Whose were the arms that drove your bayonets at Vimiéra through the phalanxes that never reeled in the shock of war before? What desperate valor climbed the steeps and filled the moats at Badajos? All his victories should have rushed and crowded back upon his memory—Vimiéra, Badajos, Salamanca, Albuéra, Toulouse, and, last of all, the greatest—. Tell me—for you were there—I appeal to the gallant soldier before me [Sir Henry Harding], from whose opinions I differ, but who bears, I know, a generous heart in an intrepid breast;—tell me—for you must needs remember—on that day when the destinies of mankind were trembling in the balance, while death fell in showers, when the artillery of France was leveled with a precision of the most deadly science, when her legions, cited by the voice and inspired by the example of their mighty leader, rushed again and again to the onset;—tell me if, for an instant, when to hesitate for an instant was to be lost, the "aliens" blenched?
And when, at length, the moment for the last and decided movement had arrived, and the valor which had so long been wisely checked was, at last, let loose,—when, with words familiar, but immortal, the great captain commanded the great assault,—tell me if Catholic Ireland with less heroic valor than the natives of this your own glorious country precipitated herself upon the foe? The blood of England, Scotland, and of Ireland, flowed in the same stream, and drenched the same field. When the chill morning dawned, their dead lay cold and stark together;—in the same deep pit their bodies were deposited; the green corn of spring is now breaking from their commingled dust; the dew falls from Heaven upon their union in the grave. Partakers in every peril, in the glory shall we not be permitted to participate; and shall we be told, as a requital, that we are estranged from the noble country for whose salvation our life-blood was poured out?

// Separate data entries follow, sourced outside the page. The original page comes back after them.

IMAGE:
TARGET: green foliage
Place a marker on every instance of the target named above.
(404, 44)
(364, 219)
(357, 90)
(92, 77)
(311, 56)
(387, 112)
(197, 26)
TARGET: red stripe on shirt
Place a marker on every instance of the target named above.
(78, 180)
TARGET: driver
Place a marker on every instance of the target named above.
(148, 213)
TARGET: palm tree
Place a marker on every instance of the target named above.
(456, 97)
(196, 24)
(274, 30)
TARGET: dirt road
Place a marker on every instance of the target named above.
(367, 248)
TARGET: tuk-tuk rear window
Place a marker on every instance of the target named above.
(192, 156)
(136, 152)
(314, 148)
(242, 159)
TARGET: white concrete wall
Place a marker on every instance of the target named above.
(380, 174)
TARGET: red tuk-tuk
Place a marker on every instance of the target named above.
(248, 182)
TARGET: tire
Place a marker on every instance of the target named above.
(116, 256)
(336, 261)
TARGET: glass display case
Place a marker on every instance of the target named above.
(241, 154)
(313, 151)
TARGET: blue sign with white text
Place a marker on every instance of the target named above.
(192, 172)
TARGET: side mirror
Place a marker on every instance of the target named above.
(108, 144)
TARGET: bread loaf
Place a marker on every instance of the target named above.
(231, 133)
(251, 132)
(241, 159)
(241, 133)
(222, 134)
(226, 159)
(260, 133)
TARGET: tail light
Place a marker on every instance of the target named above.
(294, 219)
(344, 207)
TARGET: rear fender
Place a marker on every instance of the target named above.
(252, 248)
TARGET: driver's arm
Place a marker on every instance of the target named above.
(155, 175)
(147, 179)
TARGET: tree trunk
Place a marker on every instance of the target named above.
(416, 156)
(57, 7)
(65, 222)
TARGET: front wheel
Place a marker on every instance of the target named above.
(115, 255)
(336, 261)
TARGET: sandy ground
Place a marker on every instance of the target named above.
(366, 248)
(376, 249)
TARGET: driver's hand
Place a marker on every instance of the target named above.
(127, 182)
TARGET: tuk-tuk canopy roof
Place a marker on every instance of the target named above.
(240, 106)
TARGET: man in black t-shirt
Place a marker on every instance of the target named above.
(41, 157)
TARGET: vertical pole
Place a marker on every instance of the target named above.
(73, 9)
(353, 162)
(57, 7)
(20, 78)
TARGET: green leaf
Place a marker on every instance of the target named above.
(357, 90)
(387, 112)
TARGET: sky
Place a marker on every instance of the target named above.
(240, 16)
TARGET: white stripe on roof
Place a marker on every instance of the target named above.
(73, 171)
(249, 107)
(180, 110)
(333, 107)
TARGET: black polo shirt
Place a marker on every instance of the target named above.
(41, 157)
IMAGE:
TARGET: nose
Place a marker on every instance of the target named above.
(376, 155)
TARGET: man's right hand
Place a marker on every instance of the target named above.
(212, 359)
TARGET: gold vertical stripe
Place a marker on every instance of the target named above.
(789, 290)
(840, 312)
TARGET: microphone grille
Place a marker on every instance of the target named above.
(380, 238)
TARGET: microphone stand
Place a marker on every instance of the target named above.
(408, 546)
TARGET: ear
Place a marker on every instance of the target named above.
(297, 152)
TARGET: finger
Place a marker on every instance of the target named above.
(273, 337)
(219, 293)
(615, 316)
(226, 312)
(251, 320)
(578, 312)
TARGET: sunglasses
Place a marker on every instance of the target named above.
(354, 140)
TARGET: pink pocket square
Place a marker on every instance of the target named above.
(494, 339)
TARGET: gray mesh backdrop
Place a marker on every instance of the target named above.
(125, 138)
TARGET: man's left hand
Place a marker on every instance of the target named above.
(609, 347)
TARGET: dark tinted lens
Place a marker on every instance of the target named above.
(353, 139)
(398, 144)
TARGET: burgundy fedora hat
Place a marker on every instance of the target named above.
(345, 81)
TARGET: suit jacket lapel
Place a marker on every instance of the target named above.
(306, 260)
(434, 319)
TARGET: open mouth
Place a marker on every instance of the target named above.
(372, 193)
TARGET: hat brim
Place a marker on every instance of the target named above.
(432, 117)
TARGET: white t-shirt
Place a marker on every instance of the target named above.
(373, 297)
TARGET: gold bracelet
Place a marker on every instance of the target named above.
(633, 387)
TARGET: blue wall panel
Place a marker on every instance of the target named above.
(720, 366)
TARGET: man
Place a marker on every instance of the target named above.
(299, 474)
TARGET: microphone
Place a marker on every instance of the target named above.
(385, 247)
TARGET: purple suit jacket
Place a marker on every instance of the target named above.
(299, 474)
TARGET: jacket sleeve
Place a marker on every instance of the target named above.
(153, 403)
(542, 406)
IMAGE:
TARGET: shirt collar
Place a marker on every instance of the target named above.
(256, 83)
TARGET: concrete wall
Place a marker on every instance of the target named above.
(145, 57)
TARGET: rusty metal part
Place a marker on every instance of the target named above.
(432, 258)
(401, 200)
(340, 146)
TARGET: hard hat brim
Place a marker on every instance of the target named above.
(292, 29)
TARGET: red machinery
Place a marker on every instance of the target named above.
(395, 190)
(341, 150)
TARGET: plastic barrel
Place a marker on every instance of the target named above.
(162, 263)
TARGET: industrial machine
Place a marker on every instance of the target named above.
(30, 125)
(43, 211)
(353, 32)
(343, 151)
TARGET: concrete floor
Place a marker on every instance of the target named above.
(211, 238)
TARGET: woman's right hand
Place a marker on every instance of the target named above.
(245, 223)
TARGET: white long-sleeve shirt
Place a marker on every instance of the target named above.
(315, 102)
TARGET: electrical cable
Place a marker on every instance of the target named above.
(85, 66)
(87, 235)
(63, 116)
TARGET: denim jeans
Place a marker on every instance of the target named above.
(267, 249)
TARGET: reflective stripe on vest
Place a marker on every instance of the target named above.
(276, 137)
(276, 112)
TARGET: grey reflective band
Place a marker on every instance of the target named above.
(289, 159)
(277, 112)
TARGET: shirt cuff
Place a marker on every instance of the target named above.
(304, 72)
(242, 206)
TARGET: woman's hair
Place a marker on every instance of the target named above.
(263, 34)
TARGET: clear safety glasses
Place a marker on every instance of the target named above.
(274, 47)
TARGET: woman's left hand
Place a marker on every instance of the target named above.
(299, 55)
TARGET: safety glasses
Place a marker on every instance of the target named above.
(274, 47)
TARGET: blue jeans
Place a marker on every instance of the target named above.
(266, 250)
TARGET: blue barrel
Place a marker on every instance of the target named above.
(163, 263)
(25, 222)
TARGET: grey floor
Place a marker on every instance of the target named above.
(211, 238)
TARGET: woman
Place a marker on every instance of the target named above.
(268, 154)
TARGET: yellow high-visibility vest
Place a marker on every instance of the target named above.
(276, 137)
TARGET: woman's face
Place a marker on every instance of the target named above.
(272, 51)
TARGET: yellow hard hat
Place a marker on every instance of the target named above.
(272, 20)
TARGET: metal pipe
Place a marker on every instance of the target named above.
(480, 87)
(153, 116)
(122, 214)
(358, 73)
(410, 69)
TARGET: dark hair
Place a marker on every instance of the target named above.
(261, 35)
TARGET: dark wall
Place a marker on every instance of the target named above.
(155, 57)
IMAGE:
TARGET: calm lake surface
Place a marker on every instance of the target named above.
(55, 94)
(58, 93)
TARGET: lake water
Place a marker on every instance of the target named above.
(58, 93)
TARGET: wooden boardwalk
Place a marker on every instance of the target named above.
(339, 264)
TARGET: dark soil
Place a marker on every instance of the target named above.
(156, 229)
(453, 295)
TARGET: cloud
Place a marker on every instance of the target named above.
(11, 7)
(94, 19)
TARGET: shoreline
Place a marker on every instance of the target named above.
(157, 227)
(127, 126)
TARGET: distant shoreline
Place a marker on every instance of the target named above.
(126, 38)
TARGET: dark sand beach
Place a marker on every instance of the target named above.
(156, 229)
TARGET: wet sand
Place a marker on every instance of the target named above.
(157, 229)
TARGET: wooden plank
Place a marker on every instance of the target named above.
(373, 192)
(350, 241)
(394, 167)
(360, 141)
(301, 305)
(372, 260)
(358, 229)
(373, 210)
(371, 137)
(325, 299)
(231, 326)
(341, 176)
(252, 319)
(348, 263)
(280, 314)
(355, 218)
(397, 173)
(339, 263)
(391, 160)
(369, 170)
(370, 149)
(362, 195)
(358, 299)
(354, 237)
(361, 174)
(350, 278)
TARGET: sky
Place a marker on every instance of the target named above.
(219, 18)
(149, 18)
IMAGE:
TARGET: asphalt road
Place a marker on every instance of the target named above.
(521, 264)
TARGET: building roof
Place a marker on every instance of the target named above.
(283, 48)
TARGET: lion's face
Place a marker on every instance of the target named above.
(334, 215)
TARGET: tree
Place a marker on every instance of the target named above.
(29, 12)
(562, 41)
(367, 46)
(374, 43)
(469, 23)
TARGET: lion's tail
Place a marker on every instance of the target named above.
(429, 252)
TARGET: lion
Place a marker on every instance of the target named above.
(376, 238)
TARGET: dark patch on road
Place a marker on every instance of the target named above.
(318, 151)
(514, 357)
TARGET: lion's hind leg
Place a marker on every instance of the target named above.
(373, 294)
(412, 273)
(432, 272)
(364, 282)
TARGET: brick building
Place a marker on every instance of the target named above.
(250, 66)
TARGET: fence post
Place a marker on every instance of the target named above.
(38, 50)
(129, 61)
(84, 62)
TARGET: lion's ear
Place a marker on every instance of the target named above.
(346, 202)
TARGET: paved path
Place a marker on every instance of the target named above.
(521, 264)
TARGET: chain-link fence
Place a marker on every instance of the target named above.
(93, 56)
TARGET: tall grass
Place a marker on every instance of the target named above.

- Delivered in the House of Commons February 23, 1837, the occasion being a debate on the Dish Municipal Bill. The passage here given was prompted by a remark made a few days before in the House of Lords, by Lord Lyndhurst, who referred to the Irish as "aliens in blood and religion." Lord Lyndhurst happened to be present in the House when Sheil rose to speak. Sheil pointed indignantly at him, which caused every member to turn his eyes on Lyndhurst, while shouts arose from the two sides and continued for some minutes.